Professional transitions towards sustainable farming systems: The development of farmers' professional worlds
Résumé
BACKGROUND: While farming in France and generally in Europe is continuing to intensify, at the expense of its environmental sustainability, promising alternatives are emerging.
OBJECTIVE: The processes whereby farmers change and transform their own work, to shift from an intensive mode of production to a self-sufficient and autonomous one, need to be formalized if we are to further our understanding of why and how these forms of sustainable farming activity emerge.
METHODS: We use the development of professional worlds theory, a systemic representation of workers' activity, whereby their experience is formalized. This can be explained as the praxis (1), conceptual and axiological underpinnings form a system with the object of the action. The development of a professional world is analyzed according to the evolution of its components and the search for pragmatic coherence within it. We analyzed professional transitions towards self-sufficient and autonomous mixed farming through a case study.
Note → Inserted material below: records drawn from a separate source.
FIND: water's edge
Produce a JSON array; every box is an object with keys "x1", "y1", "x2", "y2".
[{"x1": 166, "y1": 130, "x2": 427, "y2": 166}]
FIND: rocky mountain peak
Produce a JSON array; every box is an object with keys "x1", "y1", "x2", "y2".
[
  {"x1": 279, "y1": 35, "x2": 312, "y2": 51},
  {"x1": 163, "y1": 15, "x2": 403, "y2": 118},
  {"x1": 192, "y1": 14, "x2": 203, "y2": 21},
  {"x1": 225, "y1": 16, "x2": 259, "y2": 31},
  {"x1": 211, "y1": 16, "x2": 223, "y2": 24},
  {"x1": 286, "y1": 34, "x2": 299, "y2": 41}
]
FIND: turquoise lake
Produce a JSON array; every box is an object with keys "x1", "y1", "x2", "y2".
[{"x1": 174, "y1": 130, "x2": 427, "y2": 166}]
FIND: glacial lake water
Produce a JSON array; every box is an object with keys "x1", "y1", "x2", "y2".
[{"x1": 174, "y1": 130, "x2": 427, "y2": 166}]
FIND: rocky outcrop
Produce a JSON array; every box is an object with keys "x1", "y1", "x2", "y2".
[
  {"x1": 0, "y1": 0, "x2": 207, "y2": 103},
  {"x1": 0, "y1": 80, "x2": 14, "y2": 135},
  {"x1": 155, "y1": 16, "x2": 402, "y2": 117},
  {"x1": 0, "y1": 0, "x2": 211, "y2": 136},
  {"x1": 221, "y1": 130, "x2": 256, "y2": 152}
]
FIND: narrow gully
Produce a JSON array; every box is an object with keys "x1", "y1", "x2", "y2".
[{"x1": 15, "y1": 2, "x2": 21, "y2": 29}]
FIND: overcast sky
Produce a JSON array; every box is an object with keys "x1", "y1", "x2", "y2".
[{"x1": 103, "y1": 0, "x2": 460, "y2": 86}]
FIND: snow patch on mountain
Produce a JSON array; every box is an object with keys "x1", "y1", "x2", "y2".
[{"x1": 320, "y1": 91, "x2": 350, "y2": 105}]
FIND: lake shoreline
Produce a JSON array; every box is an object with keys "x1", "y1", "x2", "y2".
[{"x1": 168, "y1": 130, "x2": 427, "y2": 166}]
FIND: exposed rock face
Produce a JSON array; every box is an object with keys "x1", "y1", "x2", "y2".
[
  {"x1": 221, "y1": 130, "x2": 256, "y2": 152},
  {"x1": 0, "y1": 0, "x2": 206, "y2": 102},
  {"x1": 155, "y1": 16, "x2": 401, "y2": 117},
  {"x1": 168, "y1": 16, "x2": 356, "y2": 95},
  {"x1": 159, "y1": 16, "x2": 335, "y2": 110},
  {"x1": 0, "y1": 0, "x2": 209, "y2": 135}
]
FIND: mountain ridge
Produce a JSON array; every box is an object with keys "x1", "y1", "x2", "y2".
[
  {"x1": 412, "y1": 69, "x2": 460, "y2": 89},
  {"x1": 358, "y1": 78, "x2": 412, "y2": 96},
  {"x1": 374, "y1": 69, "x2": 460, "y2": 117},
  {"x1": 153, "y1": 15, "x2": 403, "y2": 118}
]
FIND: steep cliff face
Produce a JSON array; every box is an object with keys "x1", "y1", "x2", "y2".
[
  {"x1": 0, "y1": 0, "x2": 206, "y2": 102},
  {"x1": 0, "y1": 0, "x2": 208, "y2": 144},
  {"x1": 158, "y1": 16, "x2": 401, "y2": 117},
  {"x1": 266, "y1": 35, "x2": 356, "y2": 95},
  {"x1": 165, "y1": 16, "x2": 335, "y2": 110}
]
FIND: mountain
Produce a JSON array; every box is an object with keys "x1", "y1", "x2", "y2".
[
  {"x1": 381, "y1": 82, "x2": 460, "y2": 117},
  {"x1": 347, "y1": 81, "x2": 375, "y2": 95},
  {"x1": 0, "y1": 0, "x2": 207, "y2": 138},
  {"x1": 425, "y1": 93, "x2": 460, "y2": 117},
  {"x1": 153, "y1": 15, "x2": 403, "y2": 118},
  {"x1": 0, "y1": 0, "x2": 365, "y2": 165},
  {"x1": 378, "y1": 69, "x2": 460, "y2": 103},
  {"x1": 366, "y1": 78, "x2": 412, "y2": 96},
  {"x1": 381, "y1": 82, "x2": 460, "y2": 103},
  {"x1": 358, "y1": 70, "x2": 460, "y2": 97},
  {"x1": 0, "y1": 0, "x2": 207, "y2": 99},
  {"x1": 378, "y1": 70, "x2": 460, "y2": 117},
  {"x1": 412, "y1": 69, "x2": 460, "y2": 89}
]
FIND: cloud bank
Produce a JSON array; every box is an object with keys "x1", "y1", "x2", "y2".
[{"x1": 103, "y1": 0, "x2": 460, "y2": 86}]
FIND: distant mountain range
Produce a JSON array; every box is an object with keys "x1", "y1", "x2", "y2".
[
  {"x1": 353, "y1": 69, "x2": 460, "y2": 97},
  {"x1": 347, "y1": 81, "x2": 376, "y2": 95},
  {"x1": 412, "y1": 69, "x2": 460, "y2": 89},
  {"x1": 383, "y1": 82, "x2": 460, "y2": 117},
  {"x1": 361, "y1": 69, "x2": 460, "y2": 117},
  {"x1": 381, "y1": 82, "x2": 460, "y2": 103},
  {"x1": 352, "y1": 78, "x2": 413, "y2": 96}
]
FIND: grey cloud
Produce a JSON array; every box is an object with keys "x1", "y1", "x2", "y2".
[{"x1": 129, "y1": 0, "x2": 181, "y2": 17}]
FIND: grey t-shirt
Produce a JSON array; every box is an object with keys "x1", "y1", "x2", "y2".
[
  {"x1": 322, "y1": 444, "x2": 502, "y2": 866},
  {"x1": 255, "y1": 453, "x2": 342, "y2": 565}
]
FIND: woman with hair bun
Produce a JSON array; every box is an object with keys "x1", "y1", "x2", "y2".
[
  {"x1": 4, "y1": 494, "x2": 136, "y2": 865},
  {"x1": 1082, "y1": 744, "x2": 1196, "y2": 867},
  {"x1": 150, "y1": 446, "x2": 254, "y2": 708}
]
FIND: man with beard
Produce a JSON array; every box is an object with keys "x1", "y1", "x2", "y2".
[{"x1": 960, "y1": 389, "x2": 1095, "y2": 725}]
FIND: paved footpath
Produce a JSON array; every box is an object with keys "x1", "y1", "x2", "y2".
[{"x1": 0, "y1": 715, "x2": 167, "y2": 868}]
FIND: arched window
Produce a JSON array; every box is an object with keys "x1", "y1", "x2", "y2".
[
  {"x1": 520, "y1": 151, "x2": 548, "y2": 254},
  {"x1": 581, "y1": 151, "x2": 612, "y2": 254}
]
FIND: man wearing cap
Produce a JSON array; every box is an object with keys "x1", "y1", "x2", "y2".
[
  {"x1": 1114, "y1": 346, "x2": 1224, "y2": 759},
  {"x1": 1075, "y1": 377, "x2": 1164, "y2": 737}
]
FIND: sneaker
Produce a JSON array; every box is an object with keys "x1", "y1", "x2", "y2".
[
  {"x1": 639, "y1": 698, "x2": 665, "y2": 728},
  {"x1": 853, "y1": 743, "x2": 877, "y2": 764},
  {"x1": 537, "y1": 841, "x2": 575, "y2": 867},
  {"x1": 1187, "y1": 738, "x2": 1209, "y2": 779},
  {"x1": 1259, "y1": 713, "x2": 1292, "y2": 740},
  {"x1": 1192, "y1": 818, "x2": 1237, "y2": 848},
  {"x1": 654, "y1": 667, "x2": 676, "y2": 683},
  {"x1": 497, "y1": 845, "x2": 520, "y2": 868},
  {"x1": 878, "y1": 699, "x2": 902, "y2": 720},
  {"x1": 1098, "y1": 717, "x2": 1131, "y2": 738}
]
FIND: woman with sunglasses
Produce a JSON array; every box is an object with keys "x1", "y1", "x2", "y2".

RESULTS: Our findings showed that the transition is initiated by the discovery of the unthinkable, awareness of a discrepancy between what the farmers think and what they do, the appearance of problems, and the response to external constraints. Professional transition is a non-teleological and non-incremental process; it corresponds to a comparison with reality, and a resolution of difficulties. This process is stimulated by the use of artifacts instrumented by the farmers.
CONCLUSION: New perspectives are opened up by this formalization of transitions, in terms of (i) support towards sustainable farming and (ii) the design of sustainable farming systems.
(1) Praxis refers to the overall coordination functions and adapt core voluntary movements in order to accomplish a given task.